The Delta of the test document is computed with respect
to each of the training documents, and that author whose
training document has minimal Delta with the test
document is chosen for attribution.
While this method is intuitively reasonable, we may still ask: Why does this method work so well? Why z-scores?
Why mean of absolute differences? Perhaps if we
understood the mathematical underpinnings of the method, we could modify it to make it more effective. Furthermore, we would know better when it is applicable and when using it would not make sense.
Hoover has implemented Delta-based attribution as a spreadsheet [5]; we have re-implemented it as Java
program with several options for using different variations,
which we are experimenting with.
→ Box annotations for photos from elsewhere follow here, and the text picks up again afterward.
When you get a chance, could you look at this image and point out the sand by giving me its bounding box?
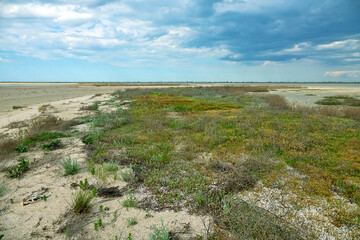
[0,83,360,239]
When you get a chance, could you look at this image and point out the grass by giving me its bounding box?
[315,95,360,107]
[122,190,136,207]
[126,217,138,227]
[63,155,80,175]
[0,183,9,197]
[70,190,94,214]
[41,139,61,151]
[149,219,170,240]
[80,103,99,111]
[8,157,29,178]
[13,105,24,109]
[82,87,360,238]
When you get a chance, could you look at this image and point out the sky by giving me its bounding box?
[0,0,360,82]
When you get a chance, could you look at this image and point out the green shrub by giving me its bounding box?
[103,162,119,172]
[149,219,170,240]
[71,190,94,214]
[63,155,80,175]
[126,217,138,227]
[8,157,29,178]
[15,144,29,153]
[0,183,8,197]
[122,190,136,207]
[41,139,61,151]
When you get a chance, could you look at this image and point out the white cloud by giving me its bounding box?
[324,71,360,77]
[0,57,10,62]
[316,39,360,50]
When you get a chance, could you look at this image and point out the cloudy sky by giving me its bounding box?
[0,0,360,81]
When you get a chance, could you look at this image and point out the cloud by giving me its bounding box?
[324,71,360,77]
[0,0,360,68]
[0,57,10,62]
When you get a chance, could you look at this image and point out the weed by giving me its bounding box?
[149,219,170,240]
[63,155,80,175]
[103,162,119,172]
[15,144,29,153]
[8,157,29,178]
[70,190,94,214]
[0,183,8,197]
[79,178,89,191]
[41,139,61,151]
[13,105,24,109]
[80,103,99,111]
[119,166,135,182]
[263,94,290,109]
[122,189,136,207]
[126,217,138,227]
[94,218,103,231]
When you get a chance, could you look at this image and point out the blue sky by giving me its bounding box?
[0,0,360,82]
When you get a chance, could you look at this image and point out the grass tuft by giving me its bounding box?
[63,155,80,175]
[70,190,94,214]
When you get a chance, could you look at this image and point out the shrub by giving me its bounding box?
[41,139,61,151]
[63,155,80,175]
[149,219,170,240]
[13,105,23,109]
[126,217,138,227]
[263,94,290,110]
[122,190,136,207]
[71,190,94,214]
[8,157,29,178]
[119,167,134,182]
[80,103,99,111]
[103,162,118,172]
[0,183,8,197]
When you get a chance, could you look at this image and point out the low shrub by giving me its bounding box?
[8,157,29,178]
[263,94,290,110]
[149,219,170,240]
[63,156,80,175]
[71,190,94,214]
[0,183,8,197]
[41,139,61,151]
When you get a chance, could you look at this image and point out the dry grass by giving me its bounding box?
[263,94,290,110]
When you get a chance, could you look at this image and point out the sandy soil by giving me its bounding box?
[0,91,211,239]
[0,84,360,239]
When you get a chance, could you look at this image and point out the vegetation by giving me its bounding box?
[70,190,95,214]
[80,103,99,111]
[8,157,29,178]
[63,155,80,175]
[13,105,24,109]
[315,95,360,107]
[0,183,8,197]
[75,87,360,239]
[41,139,61,151]
[126,217,138,227]
[149,219,170,240]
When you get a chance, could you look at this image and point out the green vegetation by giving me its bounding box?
[70,190,95,214]
[315,95,360,107]
[8,157,29,178]
[41,139,61,151]
[126,217,138,227]
[80,103,99,111]
[63,155,80,175]
[13,105,24,109]
[84,87,360,239]
[122,189,136,207]
[149,219,170,240]
[15,132,70,153]
[0,183,8,197]
[94,218,103,231]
This program will be made available to the research community once it has reached a stable state.
Probabilistic formulation
This section will briefly show how Burrows’s Delta may be profitably viewed as a method for ranking authorship candidates by their probability. Let X and Y be n-dimensional vectors of the word frequencies in
two documents. Note that the z-score is obtained by subtracting out the mean and dividing out the standard
deviation. Then the Delta measure between these
documents can be reformulated, as shown in Figure 1.
Note that the value of mean[i], the mean frequency of word i, cancels out, with the only effect of the training corpus as a whole being the normalizing factor of std[i], the standard deviation for word i.
Thus, Delta is like a scaled distance between the 2
documents. It is not the ordinary distance “as the
crow flies”, but rather it is the sum of each dimension independently, called the “Manhattan distance”. It is like walking the streets of Manhattan as we stay on the grid.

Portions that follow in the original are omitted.